One more day my dear ones and I will be done with my IB exams and high school forever, then I will be posting again. And once again I’m so sorry for being rubbish these past 3 weeks, my life has been a living hell with all these exams. But thank you for staying with me and haven’t unfollowed, you shall soon be rewarded for your patience haha :)
Awh thank you, I’m glad you like it!
And to answer your questions:
1. I usually have a cup of black coffee and maybe a green apple for breakfast. Then for lunch either just more coffee or tomato/basil cup a soup. And for dinner I eat whatever is served at home, but I try to stick to a small portion, but can’t go too small or le mother goes insane.

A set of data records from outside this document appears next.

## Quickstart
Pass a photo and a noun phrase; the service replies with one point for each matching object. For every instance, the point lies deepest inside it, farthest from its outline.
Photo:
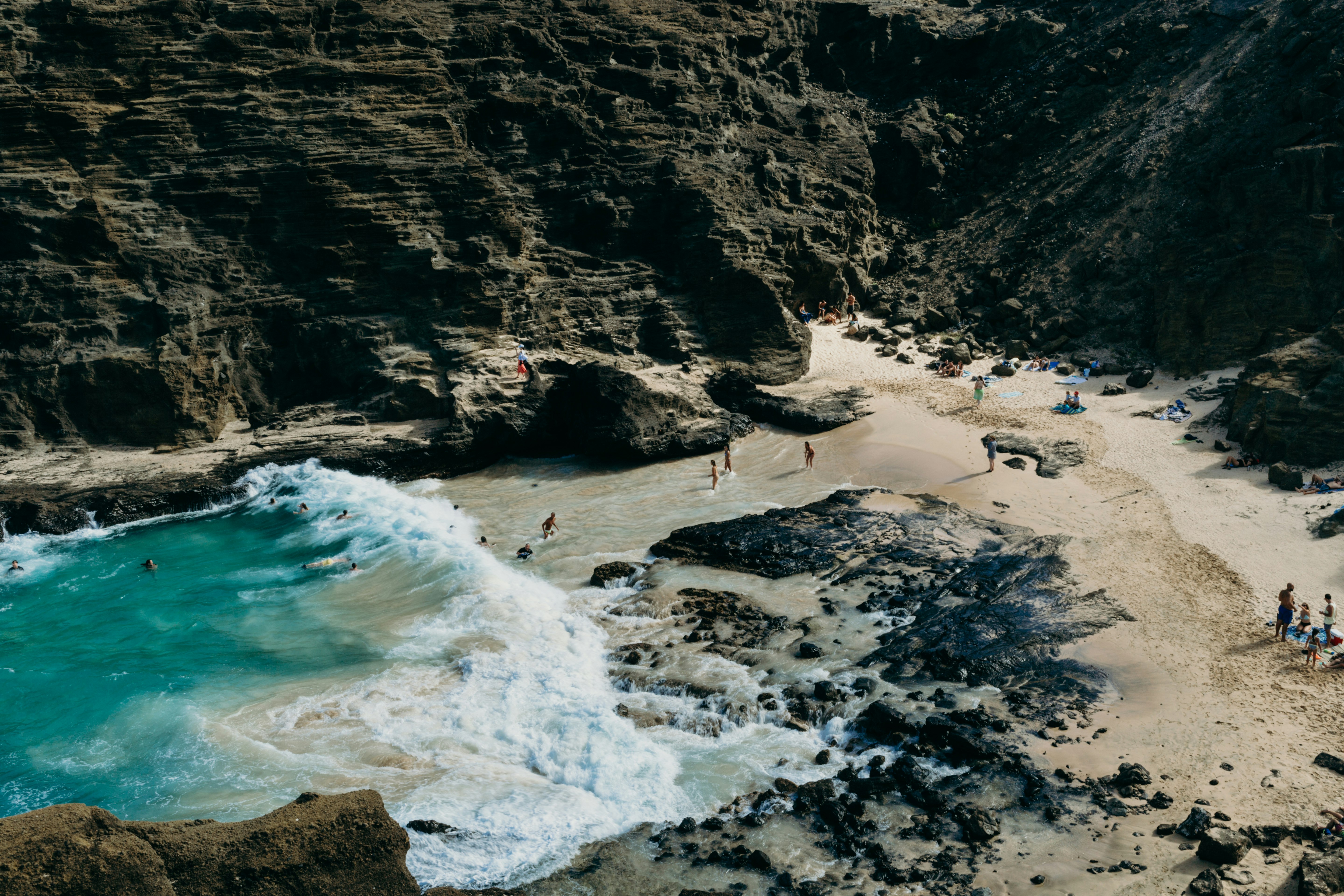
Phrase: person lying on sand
(1320, 486)
(329, 562)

2. I have posted a few pictures of me in the past, but none of them are very recent, so I guess I could post a new one..
There you go:)
Day 30: 10 facts about you! And now, what are your stats?
And I’m so bummed my scale broke yesterday, spent hours trying to fix it, but nope. It kept telling me I was everything between 99-106 pounds. And I am not. I wish I was, cause that’s everything from my UGW to my LW. So yeah I can’t share any stats today..

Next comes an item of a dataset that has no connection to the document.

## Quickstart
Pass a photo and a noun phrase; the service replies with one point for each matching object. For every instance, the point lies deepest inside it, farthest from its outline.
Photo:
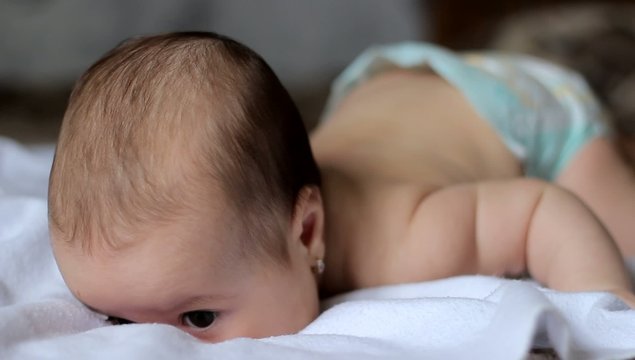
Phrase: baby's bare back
(394, 140)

Day 29: Your definition of beauty.
That’s difficult. I don’t think I have a specific definition of beauty. Beauty is too big of a word to just be defined like this. Beauty is individual, it’s both physical and abstract. It’s a huge concept.
Day 28: Do you want that “gap” between your legs? Why?
Yes. I want it so bad. I used to have it 2 years ago, before I was forced into recovery. I want it because it’s beautiful and sign that I am skinny. I hate seeing and feeling my thighs touch. I will get my gap back.
Day 27: How do you deal with being around food?
On a good day I ignore it, but usually I have a really hard time being around food. I have a sick food obsession. Food is always on my mind. I always think about how to avoid it, or what I could be eating, how much of it I could eat, how many calories it has, if it’s easily purged, and so on and so forth. If left on my own with food on a bad day I will eat everything I can get my hands on and spend hours getting rid of it again.
Day 26: What excites you most about reaching your ugw?
Besides hopefully finally feeling happy with my body, I can’t wait to finally feel accomplished, that I’ve actually reached a goal for once and really worked for it.
Day 25: Have you ever purged? If you have describe your first experience.
Way too many times, being bulimic and all. I spent years trying before I managed. I tired the whole fingers down your throat thing, but that simply didnt work for me. Then I found this tip about drinking salt solution, so desperate as I was, I tried it, and barfed like crazy. It was vile though, the sting in the throat was horrible, but I kept going like that for a while, then after doing that a few times purging came naturally by just pressing my belly and gagging. In the end, after doing that several times a day I didn’t even have to press, the food just automatically attempted to leave my body, which was a pain when I was forced into recovery and banned from the bathroom for a good2-3 hours after every meal. I couldn’t handle any sort of pressure on my stomach, or I’d just throw up. Now, when I don’t purge as often as I used to, it sorta needs the pressure again. But yeah purging is not as physically horrible now as it was with the salt solution, but I swear never in my life have I felt so useless as when I’m leaning over the toilet seat, watching my sins being flushed down the drain.
Day 24: How do you feel about the terms pro-ana/pro-mia
I don’t like them. Eating disorders are diseases, not lifestyles. People might want to be skinny like anorexics, but anorexia is so much more than just being thin, so much you can’t understand unless you’ve been through it. It’s nothing to be glorified.